USA Today got a facelift for its 30th. Last week, the newspaper unveiled a bold logo and layout redesign in an effort to stand apart from its competitors and entice more advertising and sales.
I absolutely agree that it was high time to spruce up the old logo. The graphic, typesetting and alignment needed to be ushered into the 21st century with some thoughtful reimagining. This rebranding process began over a year ago—and here is what these pioneers of creativity came up with:
My first thoughts: It’s clean. It’s modern. It’s a circle.
But then, am I thinking about this too critically? Is it admirably daring to be so simple? Are praise and accolades in order here? Once a few nice thoughts are out of the way, (I do like the brighter blue, I do like the less clunky type treatment) I still keep finding myself frustrated by that circle.
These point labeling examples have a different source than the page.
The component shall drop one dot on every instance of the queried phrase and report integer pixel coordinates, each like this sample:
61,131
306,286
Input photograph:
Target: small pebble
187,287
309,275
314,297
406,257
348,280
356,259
I can’t shake the feeling that it’s staring at me with a smug and self-satisfied circle-y-ness that I just find annoying.
Here it is in layout, which I am also not a fan of. Why do I feel like I’m looking at some kind of toddler toy designed to improve my cognitive learning skills rather than a newspaper?
Unfortunately, that’s not the end of this tale; the main logo is only the first assault. This logo is the master brand, but it also serves as the canvas or container, which will house imagery highlighting the main stories of the day. The imagery can be a clipped-out photo, or illustration, whatever works. Or doesn’t work:
The concept is that the logo will change every day for each main section to reflect the top story. That is either very ambitious, or very shortsighted. The mixture of all of these styles looks a bit generic and shoddy. If they want the logo to reflect a headline, I would rather see a style less schizophrenic. There could be hundreds of logos in their library—as long as each is clever and follows a similar style. There is a bright side. I did find some I like that maintain a consistent, clean look:
To be fair, when a daily story logo works, I can see it resonating with readers. I can imagine one person saying to another, “Did you see the logo for such and such story? That was interesting.” (Maybe that’s just because I’m a designer, but nonetheless. It’s plausible.) But more often than not, I see this effort falling short and becoming an unnecessary hassle for everyone involved: the graphics team in charge of creating each of these logos, and the reader’s eyes having to avoid the upper left corner of the page.
There are parts about the rebranding I think are great. The new icon system (below) is intuitive, fantastic and harmonious. But unfortunately, for me the logo (and all its crazy variations) misses the mark.